Serendipity. At the bar we ran into our actor-singer pal Barry Johnson, Oakland’s finest export. Barry was happy to report that he’s just landed the role of Deloris’ evil gangster boyfriend Curtis in the forthcoming major Paris production of the musical Sister Act. Way to go, Barry.
Uncle Joe. A sweetie at heart.
Got 80€? Try the caviar and vodka special.
Mister Gorbachev, tear down this shelf!
Barry and his sidekick Shelly camp it up with Cristina the bar goddess. She turned us on to Potocki Wódka, an artisanal luxury Polish vodka distilled from rye. A delightfully smooth, slightly sweet spirit. It’s authentic, based on a family tradition dating back to 1816.
Give us some cleavage! Five shooters on, Marti obliges.
Theater people. Barry rehearses his thug role of the murderous Curtis with my bride, the former professional costume designer.
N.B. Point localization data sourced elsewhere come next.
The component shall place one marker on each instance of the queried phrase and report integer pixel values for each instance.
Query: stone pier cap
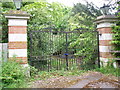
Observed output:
(17, 14)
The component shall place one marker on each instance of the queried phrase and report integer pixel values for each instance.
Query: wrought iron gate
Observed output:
(56, 50)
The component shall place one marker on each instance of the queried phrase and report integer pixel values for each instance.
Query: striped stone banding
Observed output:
(17, 45)
(17, 37)
(105, 48)
(17, 22)
(106, 55)
(17, 29)
(18, 52)
(105, 42)
(105, 30)
(21, 60)
(107, 36)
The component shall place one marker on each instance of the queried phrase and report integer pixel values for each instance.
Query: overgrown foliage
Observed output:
(116, 35)
(13, 74)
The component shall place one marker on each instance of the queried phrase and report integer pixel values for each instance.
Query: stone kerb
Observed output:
(17, 35)
(104, 24)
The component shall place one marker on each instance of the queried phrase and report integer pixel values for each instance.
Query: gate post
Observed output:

Totally against doctor’s orders, I downed a lotta vodka in a short period of time last night. For someone who’s been getting by with degustation-sized rations of wine and hard liquor these past many months, I was clearly fighting above my weight class. Hence the late-night drunk dining expedition to Chez McDo, right down the street. My cooked-to-order Bacon Burger rocked. Miraculous alcohol absorption properties. Best of all: Marti nabbed us a table by the window, where we could observe the lovely police bust going down outside on the Boulevard de Clichy. Complete with pat-down and handcuffs. Law & Order: Special Pigalle Unit.